Nov 4 (Reuters) – European stocks crept higher after early losses on Wednesday as U.S. President Donald Trump took the lead over Democratic rival Joe Biden in a number of vital swing states, making the race for the White House too close to call.

After falling as much as 1.3% at one point, the pan-European STOXX 600 index edged up 0.1%, while the German DAX shed 0.4% and UK’s FTSE gained 0.1%.

Trump won the battleground of Florida, but Biden voiced confidence he would win the election by taking three key Rust Belt states, although the vote-counting could stretch for hours or days there.

Adding to uncertainty, Trump falsely claimed that he had won the U.S. election, with millions of votes still uncounted, and said he would go the U.S. Supreme Court to fight for the win if needed.

“While it may not come as a complete surprise to the markets, delays and/or lack of a clear result prolongs uncertainty, and raises the possibility the result will be legally disputed,” Barclays equity strategist Emmauel Cau said.

Money managers had bet on a clear victory for Biden in the election, boosting European equities in the run-up to the election, as investors anticipated better trade ties with Washington and more economic stimulus for the coronavirus-hit U.S. economy.
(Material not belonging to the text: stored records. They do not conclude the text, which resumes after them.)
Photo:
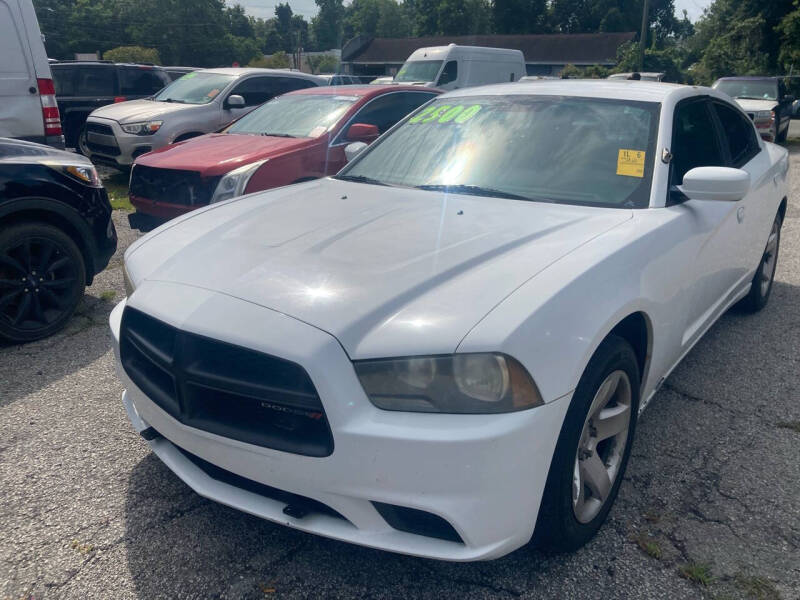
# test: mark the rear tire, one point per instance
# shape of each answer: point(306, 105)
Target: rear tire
point(586, 471)
point(761, 286)
point(42, 279)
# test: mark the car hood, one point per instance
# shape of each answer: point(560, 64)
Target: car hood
point(755, 105)
point(134, 111)
point(387, 271)
point(218, 153)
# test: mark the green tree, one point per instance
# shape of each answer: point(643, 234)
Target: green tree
point(135, 54)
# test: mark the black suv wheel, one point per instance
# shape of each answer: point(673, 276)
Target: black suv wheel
point(42, 278)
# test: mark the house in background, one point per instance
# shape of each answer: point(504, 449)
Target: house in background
point(545, 54)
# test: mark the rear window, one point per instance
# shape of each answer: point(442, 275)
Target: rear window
point(141, 81)
point(95, 81)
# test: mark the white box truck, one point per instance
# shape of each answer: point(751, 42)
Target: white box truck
point(28, 108)
point(452, 67)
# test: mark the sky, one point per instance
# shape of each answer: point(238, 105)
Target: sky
point(266, 8)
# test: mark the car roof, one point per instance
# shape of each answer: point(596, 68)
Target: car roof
point(643, 91)
point(749, 78)
point(362, 90)
point(239, 71)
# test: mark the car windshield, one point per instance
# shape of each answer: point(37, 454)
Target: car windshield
point(295, 116)
point(764, 89)
point(195, 88)
point(419, 70)
point(569, 150)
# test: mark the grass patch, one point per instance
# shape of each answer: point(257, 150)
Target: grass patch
point(117, 187)
point(649, 546)
point(697, 572)
point(793, 425)
point(757, 588)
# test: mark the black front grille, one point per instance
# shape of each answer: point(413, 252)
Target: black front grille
point(173, 186)
point(225, 389)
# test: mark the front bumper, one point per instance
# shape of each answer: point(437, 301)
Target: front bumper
point(483, 474)
point(115, 147)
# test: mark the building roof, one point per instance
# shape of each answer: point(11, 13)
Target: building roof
point(574, 48)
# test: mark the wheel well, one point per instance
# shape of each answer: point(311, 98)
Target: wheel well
point(186, 136)
point(56, 220)
point(782, 209)
point(635, 329)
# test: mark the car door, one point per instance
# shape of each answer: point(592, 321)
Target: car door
point(718, 233)
point(745, 153)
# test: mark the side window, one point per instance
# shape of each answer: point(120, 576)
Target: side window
point(386, 110)
point(694, 141)
point(739, 134)
point(64, 80)
point(449, 73)
point(95, 81)
point(139, 82)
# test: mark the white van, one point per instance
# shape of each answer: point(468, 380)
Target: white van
point(28, 108)
point(452, 67)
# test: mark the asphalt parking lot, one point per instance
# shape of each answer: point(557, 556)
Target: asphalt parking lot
point(710, 505)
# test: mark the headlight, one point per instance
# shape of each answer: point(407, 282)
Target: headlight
point(460, 383)
point(143, 128)
point(234, 182)
point(129, 287)
point(86, 174)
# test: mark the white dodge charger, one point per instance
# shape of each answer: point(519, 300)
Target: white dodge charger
point(443, 350)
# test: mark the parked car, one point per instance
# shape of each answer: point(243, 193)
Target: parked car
point(442, 350)
point(56, 233)
point(341, 79)
point(296, 137)
point(197, 103)
point(28, 108)
point(83, 86)
point(765, 100)
point(452, 67)
point(178, 72)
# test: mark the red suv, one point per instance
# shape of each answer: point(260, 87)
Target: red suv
point(294, 137)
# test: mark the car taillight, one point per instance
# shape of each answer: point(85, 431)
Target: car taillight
point(52, 120)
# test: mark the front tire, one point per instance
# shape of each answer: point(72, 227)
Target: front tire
point(761, 286)
point(592, 450)
point(42, 278)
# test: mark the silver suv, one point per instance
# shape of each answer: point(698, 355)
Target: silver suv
point(197, 103)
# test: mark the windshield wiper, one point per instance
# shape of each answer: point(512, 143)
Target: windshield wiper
point(474, 190)
point(360, 179)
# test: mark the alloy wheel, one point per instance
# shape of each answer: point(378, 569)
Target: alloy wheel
point(37, 282)
point(601, 447)
point(769, 261)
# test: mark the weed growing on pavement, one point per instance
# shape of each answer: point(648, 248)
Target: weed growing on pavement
point(793, 425)
point(697, 572)
point(757, 587)
point(649, 546)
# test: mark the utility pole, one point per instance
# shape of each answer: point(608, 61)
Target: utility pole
point(643, 36)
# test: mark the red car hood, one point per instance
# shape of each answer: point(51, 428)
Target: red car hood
point(218, 153)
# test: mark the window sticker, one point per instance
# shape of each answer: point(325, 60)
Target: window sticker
point(446, 113)
point(630, 163)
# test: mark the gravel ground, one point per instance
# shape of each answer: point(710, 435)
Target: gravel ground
point(710, 505)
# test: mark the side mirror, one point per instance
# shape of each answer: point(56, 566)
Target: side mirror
point(716, 183)
point(353, 150)
point(362, 132)
point(234, 101)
Banks, oil & gas and mining stocks fell more than 1.5% after leading a surge in markets this week as investors unwound bets of a Biden sweep that could support the growth-sensitive sectors.

Trade-exposed auto stocks also fell 1.2%, but the defensive healthcare sector jumped 2.7%.

European equities, which lean on such “value” stocks, trade at a record low relative to Wall Street indexes heavy on “growth” sectors like technology.

New York’s S&P 500 futures rose 0.5% after volatile trading overnight, while those in the tech-heavy Nasdaq gained 2.4%.

Among individual movers, German automaker BMW fell 2.2% after it warned a new wave of coronavirus infections sweeping Europe and the United states posed a “considerable” risk to its business.

Britain’s Marks & Spencer jumped 4.7% despite reporting the first loss in its 94 years as a publicly listed company.